At first there is nothing humorous about cancer. You have worked through your feelings resulting from receiving your diagnosis. You have learned to live with cancer and identified your way of accepting it. (Chapter 3) Treatment is hard. You have examined your degrees of patience, endurance and courage (Chapter 4). You have dealt with some hard, stressful emotions. Now let humor lighten your stress.
Did you know you can Google "Cancer Jokes"? There are hundreds of jokes there, something for everyone's sense of humor. Maybe you enjoy physical jokes, like slipping on a banana peel or, verbal jokes where the use of a wrong word creates the humor. Cancer jokes contain a lot of Death Jokes but for those of us looking death in the face, these can be strangely comforting.
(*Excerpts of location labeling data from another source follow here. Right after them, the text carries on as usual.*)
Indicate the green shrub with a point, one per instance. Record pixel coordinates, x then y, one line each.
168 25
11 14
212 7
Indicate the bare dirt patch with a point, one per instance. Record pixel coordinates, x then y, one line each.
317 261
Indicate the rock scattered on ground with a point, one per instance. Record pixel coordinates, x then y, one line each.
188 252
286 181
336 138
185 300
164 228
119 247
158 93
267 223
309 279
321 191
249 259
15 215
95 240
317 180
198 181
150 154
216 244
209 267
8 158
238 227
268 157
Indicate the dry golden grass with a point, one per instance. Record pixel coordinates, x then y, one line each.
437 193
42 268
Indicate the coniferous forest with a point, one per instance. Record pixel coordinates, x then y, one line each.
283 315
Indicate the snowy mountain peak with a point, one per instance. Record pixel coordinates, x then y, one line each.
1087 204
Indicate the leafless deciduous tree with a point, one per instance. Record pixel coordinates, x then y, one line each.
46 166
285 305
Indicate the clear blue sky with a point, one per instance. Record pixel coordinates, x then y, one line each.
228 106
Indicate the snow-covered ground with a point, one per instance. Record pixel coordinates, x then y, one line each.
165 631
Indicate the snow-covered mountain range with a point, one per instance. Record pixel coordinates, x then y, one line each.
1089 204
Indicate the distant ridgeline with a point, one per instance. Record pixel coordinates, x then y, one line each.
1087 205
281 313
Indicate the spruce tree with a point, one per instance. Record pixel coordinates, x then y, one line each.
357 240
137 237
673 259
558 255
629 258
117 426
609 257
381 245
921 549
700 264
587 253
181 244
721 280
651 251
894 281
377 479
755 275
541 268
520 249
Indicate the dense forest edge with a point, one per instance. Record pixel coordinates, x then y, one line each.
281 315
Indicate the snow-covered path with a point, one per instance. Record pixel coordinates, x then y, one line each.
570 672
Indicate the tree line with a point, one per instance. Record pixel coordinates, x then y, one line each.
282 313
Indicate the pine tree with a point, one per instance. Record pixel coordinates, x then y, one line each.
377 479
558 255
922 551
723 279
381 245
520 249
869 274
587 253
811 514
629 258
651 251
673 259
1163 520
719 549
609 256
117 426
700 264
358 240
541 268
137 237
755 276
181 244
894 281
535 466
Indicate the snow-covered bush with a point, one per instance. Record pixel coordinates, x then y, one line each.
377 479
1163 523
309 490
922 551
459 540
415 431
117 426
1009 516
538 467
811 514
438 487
They help us think about death without feeling threatened by it. My favorite are "Real Doctor's Notes". It makes me giggle to imagine a doctor on a hurried visit to your bedside, scribbling notes such as:
- "--on the second day the knee was better and then on the third day it disappeared" or
- "Discharge status: alive but without my permission" or
- "Patient has 2 teenage children but no other abnormalities" or
- "Patient has been depressed ever since she began seeing me in l993"
There are persons who seem to be able to find something humorous in any situation. Shelva, a student in one of my classes, was such a person. She took the uncomfortable symptoms accompanying cancer and viewed them humorously. When her operation for brain cancer left a large, zigzagged scar on the top of her bald head she told everyone it was a tattoo. She said it was a letter"S" and stood for her name.
The good news is you can develop you own sense of cancer humor. My classes enjoyed creating cartoons. There are some basic set captions used in many cartoons. We used these basic captions and applied them to cancer situations. Try it for yourself. Here are some of the answers we came up with. In capitol letters are the basic captions we used. In italics are some of the answers we created.
ARE YOU SURE WE ARE ON THE RIGHT ROAD? (a cancer patient in a hospital corridor begin wheeled to a maternity ward)
YOU WILL NEVER GUESS WHAT I DID TODAY. (an elderly cancer patient in a long, flowing blond wig)
WHAT HAVE I DONE NOW? (nurse putting IV in the wrong place)
I DON'T KNOW. I JUST FEEL LUCKY TODAY. (cancer patient being taken first in a doctor's crowded waiting room.)
Laughter might not literally cure us but humor helps us focus on something besides our pain and promotes a lighter attitude in a heavy situation.
Great post Judy. Look forward to reading your book!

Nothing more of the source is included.